2651 words / by Anne Galloway and Hilary Niles / VTDigger.org
A group of immigrant EB-5 investors are incensed that Bill Stenger, president and CEO of Jay Peak Resort, seized ownership of the Tram Haus Lodge and turned their half-million dollar equity stakes in the property into IOUs.
Investors had no knowledge of Stenger’s actions until five months after they were executed.
Stenger and his partner at Jay Peak, Miami-based Ariel Quiros, dissolved the company on Aug. 31, 2013, turned the investments into unsecured loans and “waived” investors’ legal rights, according to documents obtained by VTDigger. Stenger says he sent an email to investors with the promissory note on Jan. 24 of this year, but he did not mail official, paper copies until May.
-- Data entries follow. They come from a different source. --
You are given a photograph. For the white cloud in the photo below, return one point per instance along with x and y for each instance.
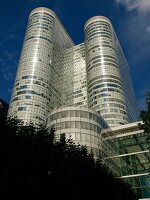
(139, 5)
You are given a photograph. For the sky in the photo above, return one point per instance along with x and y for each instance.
(130, 19)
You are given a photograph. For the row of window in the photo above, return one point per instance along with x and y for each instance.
(77, 113)
(95, 23)
(105, 85)
(98, 32)
(96, 78)
(101, 56)
(78, 124)
(99, 28)
(103, 81)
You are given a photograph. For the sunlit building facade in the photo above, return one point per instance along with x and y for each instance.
(54, 72)
(85, 91)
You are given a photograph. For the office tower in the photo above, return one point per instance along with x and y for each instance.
(37, 88)
(53, 72)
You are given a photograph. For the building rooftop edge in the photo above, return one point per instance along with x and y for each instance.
(96, 18)
(44, 9)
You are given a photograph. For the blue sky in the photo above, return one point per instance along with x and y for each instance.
(130, 19)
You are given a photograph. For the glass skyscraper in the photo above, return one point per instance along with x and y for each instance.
(54, 72)
(85, 91)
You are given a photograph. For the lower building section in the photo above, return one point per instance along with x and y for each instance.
(82, 125)
(124, 149)
(133, 156)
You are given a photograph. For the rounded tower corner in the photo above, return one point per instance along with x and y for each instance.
(97, 18)
(43, 9)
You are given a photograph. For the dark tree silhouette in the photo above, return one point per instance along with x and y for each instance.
(34, 165)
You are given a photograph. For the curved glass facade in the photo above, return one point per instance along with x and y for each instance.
(105, 90)
(53, 72)
(36, 90)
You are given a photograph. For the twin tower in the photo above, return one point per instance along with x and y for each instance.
(54, 73)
After the investors sent letters of complaint to Stenger and the state, Jay Peak agreed to change certain terms of the IOU in a take-it-or-leave-it offer earlier this month.
In an interview, Stenger said he did not need to consult with the 35 limited partners in Jay Peak Hotel Suites, LP, before he dissolved the company, because Jay Peak had the legal right to do so under the limited partnership agreement with the investors.
Stenger said he regrets not communicating better with both investors and state officials, and he takes full responsibility for the “big mistake.”